Sie würde Jack den Arsch aufreißen! Darauf konnte er wetten! Aber erst später. Zuerst galt es Samuel zu retten.
„Gut ... lass uns einen Kompromiss schließen. Ich gehe und spreche mit Jack und wenn er mir versichern kann, dass es Sam nicht das Leben kosten wird, wenn er dieses Zeug schluckt, dann darfst du es ihm weiter verabreichen. Aber bevor du nicht mein Einverständnis hast, wirst du es ihm nicht nochmal geben."

Versöhnlich reckte sie ihr die Hand entgegen. Noch immer in der Hoffnung, dass sie ihr die Substanz aushändigen würde.

Mary hingegen verschränkte die Arme vor der Brust. "Bist du Ärztin, Anne?
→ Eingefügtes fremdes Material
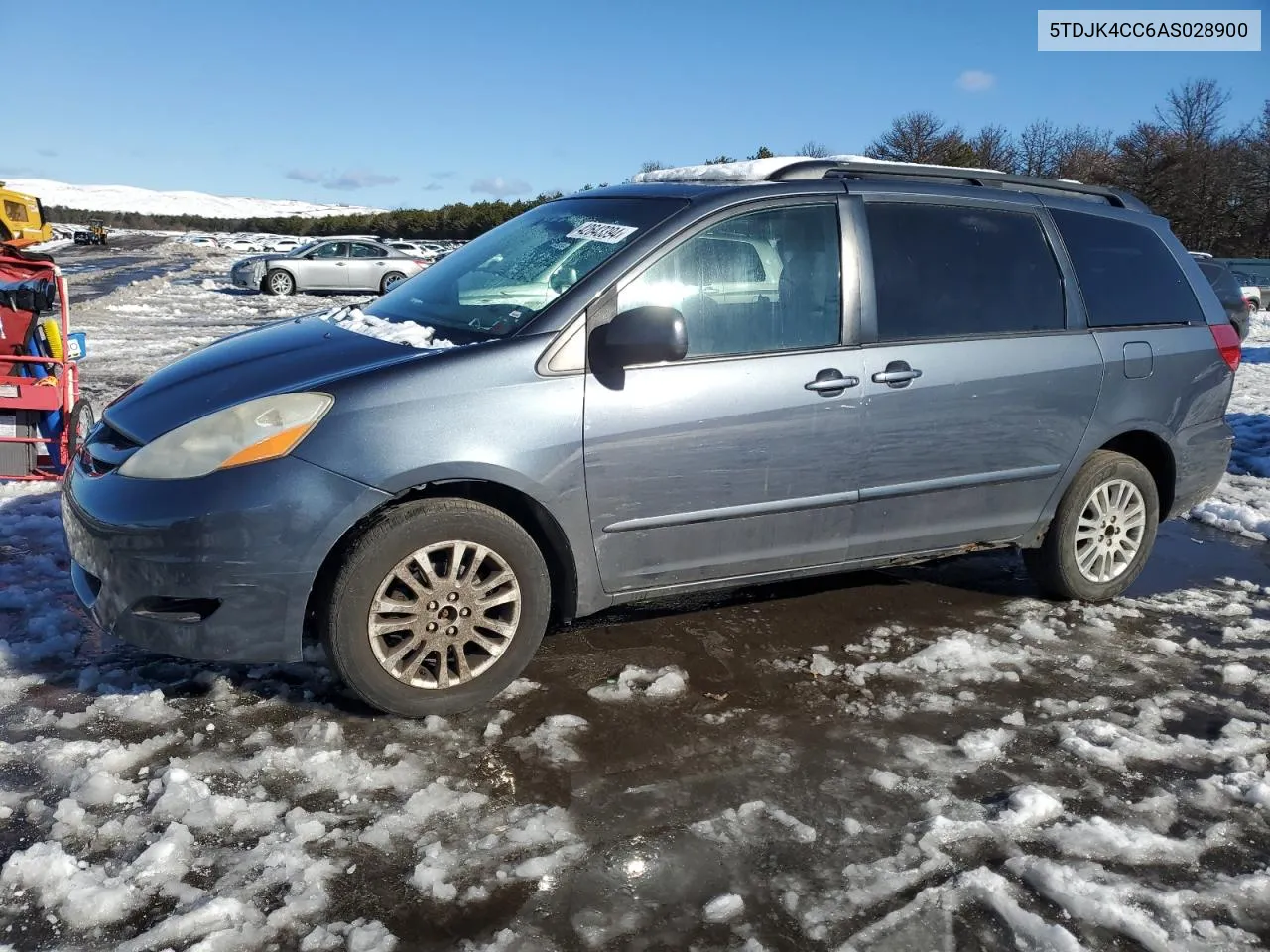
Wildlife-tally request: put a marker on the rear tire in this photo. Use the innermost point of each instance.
(468, 598)
(278, 282)
(1102, 532)
(79, 425)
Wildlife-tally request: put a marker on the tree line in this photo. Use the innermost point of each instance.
(1189, 163)
(1206, 176)
(452, 221)
(1209, 177)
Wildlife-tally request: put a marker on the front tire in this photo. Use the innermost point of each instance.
(278, 282)
(437, 608)
(1102, 532)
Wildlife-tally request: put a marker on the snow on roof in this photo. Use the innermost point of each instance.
(760, 169)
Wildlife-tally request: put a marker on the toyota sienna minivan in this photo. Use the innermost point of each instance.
(740, 373)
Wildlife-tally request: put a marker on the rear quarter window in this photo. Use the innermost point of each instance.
(1128, 276)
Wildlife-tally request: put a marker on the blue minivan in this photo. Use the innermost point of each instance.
(710, 377)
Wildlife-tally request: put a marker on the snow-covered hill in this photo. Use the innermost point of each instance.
(126, 198)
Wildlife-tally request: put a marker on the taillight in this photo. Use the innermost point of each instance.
(1227, 340)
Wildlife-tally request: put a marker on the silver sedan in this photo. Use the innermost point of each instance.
(326, 266)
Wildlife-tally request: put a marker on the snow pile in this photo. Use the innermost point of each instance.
(643, 682)
(1242, 500)
(957, 657)
(127, 198)
(408, 333)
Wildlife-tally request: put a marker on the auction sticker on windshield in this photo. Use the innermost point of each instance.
(598, 231)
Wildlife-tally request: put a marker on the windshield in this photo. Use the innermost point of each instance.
(503, 280)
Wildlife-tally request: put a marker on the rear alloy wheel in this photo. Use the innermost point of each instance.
(1102, 532)
(278, 282)
(439, 607)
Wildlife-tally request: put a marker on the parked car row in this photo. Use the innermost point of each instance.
(333, 264)
(1238, 294)
(418, 248)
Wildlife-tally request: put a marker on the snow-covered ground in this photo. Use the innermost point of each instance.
(1242, 502)
(847, 766)
(127, 198)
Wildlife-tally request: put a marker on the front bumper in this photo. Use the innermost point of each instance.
(217, 567)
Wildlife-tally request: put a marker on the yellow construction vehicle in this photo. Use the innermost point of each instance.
(93, 235)
(22, 220)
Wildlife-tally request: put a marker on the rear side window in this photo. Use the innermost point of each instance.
(1128, 277)
(948, 271)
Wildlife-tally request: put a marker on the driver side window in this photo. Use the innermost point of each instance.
(758, 284)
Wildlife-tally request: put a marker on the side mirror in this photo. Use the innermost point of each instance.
(642, 335)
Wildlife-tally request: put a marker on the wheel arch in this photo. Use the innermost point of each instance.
(271, 267)
(1157, 456)
(1142, 440)
(527, 512)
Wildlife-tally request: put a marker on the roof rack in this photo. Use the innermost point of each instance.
(837, 169)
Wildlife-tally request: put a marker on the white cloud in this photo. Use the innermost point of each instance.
(975, 81)
(344, 180)
(500, 186)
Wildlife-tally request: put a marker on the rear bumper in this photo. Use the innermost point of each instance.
(217, 567)
(1202, 454)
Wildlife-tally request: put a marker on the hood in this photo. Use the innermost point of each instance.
(304, 353)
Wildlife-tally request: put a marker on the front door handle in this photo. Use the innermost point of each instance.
(830, 381)
(898, 373)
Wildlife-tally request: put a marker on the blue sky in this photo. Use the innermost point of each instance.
(403, 103)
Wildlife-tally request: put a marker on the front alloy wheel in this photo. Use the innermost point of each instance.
(436, 608)
(444, 615)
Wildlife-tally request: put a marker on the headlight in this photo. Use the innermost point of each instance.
(236, 435)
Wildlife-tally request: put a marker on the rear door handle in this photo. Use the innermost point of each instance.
(898, 373)
(830, 381)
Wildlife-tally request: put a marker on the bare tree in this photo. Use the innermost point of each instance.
(1039, 149)
(921, 137)
(1194, 111)
(994, 149)
(1084, 154)
(815, 150)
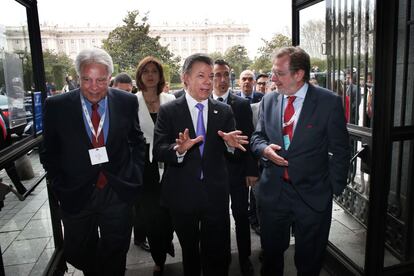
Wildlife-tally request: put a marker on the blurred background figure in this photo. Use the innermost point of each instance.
(123, 81)
(261, 83)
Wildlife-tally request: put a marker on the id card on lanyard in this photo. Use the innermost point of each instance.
(97, 155)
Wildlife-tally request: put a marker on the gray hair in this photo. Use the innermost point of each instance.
(94, 55)
(189, 62)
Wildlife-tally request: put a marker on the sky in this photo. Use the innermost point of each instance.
(264, 18)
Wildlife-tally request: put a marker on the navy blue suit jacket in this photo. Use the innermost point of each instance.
(182, 189)
(65, 156)
(319, 152)
(257, 96)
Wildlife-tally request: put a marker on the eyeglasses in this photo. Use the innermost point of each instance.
(247, 79)
(280, 74)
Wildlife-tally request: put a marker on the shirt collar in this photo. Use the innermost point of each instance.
(301, 93)
(192, 102)
(224, 96)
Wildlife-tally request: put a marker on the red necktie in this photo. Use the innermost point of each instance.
(288, 127)
(96, 118)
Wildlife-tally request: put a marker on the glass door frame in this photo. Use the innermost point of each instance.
(386, 21)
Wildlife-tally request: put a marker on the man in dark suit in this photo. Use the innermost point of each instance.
(179, 93)
(93, 153)
(192, 136)
(243, 171)
(247, 83)
(303, 142)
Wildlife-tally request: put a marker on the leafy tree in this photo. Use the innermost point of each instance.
(216, 55)
(57, 66)
(278, 41)
(238, 59)
(130, 43)
(262, 63)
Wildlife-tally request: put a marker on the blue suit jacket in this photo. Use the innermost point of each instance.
(257, 96)
(319, 152)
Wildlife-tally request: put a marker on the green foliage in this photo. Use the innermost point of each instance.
(216, 56)
(130, 43)
(278, 41)
(262, 63)
(238, 59)
(57, 66)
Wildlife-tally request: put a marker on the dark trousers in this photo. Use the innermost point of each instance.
(252, 207)
(159, 228)
(103, 252)
(140, 233)
(311, 234)
(205, 241)
(239, 194)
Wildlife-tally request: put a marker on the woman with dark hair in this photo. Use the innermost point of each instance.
(150, 81)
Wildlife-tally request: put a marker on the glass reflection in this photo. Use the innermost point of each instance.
(15, 74)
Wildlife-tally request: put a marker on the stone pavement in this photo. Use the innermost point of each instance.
(27, 243)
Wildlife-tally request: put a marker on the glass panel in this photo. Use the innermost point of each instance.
(404, 83)
(399, 224)
(313, 41)
(16, 80)
(350, 66)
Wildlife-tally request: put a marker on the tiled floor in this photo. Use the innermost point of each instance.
(27, 244)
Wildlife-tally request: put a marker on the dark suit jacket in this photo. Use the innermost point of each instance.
(179, 93)
(182, 189)
(257, 96)
(242, 164)
(65, 156)
(318, 154)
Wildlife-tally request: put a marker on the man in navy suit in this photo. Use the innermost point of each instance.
(247, 83)
(193, 135)
(93, 153)
(243, 170)
(302, 140)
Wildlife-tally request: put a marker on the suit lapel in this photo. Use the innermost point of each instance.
(308, 109)
(111, 113)
(77, 116)
(186, 115)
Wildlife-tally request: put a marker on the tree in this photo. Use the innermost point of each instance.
(262, 63)
(216, 55)
(130, 43)
(238, 59)
(278, 41)
(57, 66)
(312, 36)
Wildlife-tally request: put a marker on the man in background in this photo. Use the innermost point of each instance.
(123, 81)
(247, 82)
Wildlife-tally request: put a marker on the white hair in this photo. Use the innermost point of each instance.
(94, 55)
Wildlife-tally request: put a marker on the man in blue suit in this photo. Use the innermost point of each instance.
(302, 140)
(247, 83)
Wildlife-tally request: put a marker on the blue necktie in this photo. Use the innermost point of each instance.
(200, 126)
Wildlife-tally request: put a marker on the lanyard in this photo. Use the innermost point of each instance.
(88, 119)
(292, 119)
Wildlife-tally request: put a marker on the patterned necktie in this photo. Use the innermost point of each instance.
(97, 143)
(3, 127)
(200, 126)
(288, 127)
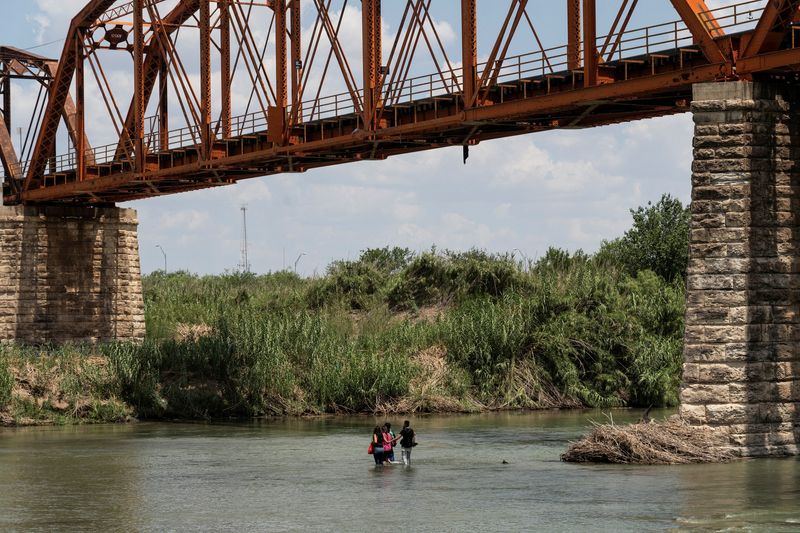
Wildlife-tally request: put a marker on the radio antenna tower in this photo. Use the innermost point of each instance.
(244, 265)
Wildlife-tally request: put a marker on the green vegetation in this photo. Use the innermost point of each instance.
(390, 331)
(657, 241)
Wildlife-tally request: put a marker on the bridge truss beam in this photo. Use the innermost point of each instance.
(290, 121)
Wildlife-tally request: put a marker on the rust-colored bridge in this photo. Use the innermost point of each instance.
(181, 131)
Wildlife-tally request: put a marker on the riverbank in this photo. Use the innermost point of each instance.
(390, 332)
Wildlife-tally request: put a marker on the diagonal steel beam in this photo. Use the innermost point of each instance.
(153, 63)
(8, 156)
(59, 90)
(703, 27)
(772, 27)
Apothekerin? Hast du irgendwelche Kenntnisse der Heilkunst oder bist in der Pflanzenkunde bewandert? Bist du der verfluchte Käpt'n dieses Schiffes?", zählte sie auf. "Nein? Dann hüte dich verflucht nochmal davor, mir Anweisung zu geben oder Befehle zu erteilen!"

Eine unheilvolle Stille entstand zwischen ihnen, in der das gewaltvolle Donnern von Annes eigenem Herzschlages immer lauter dröhnte, ehe Mary erneut die Stimme erhob. Ruhiger diesmal. Versöhnlicher. Die heißen Flammen ihrer Wut zügelten die Worte dennoch nicht. "Stell deine Nachforschungen bei Jack an und komm dann wieder zu mir."

Demonstrativ lenkte Mary ihre Aufmerksamkeit wieder auf die vor ihr stehenden Flaschen, als würden Annes lodernde Blicke ihr tatsächlich Unbehagen bereiten. "Du hast recht, ich kann nicht beurteilen, was zwischen den beiden vorgefallen sein mag", lenkte sie ein. "Aber glaubst du, der Käpt'n, der sich mehr als alles andere um seine Besatzung sorgt, hat mir das Mittel anvertraut, oder war es tatsächlich das Handeln eines Mannes, der eine potenzielle Bedrohung aus dem Weg räumen wollte?" Ein abfälliges Geräusch kam über ihre Lippen. "So ein kindisches Gehabe!"

„Kindisch?" Anne ließ ihre Hand sinken. „Verdammtes Weib ... wie kannst du dich guten Gewissens eine Ärztin nennen, wenn du ohne Skrupel Substanzen, von denen du keinerlei Ahnung hast, an jemandem ausprobierst? Und Sam ... Sam ist keine gottverdammte Bedrohung! Wenn überhaupt, ist er in dieser Sache das Opfer!", zischte sie ihr ungehalten entgegen, ehe sie auf dem Absatz kehrtmachte.

Zwar konnte sie Read in ihrem Rücken noch zetern hören, aber das interessierte sie nicht länger. Sie wollte ihren Zorn nicht über dem naiven Weib entladen. Nein. Diese Ehre sollte einer anderen Person gebühren.
Sie knallte die Tür zu der Schiffsarztkajüte hinter sich zu, trampelte wie ein wild geworden über die Planken, hangelte sich die Stufen nach oben und steuerte geradewegs auf den Grund ihrer unbändigen Wut zu.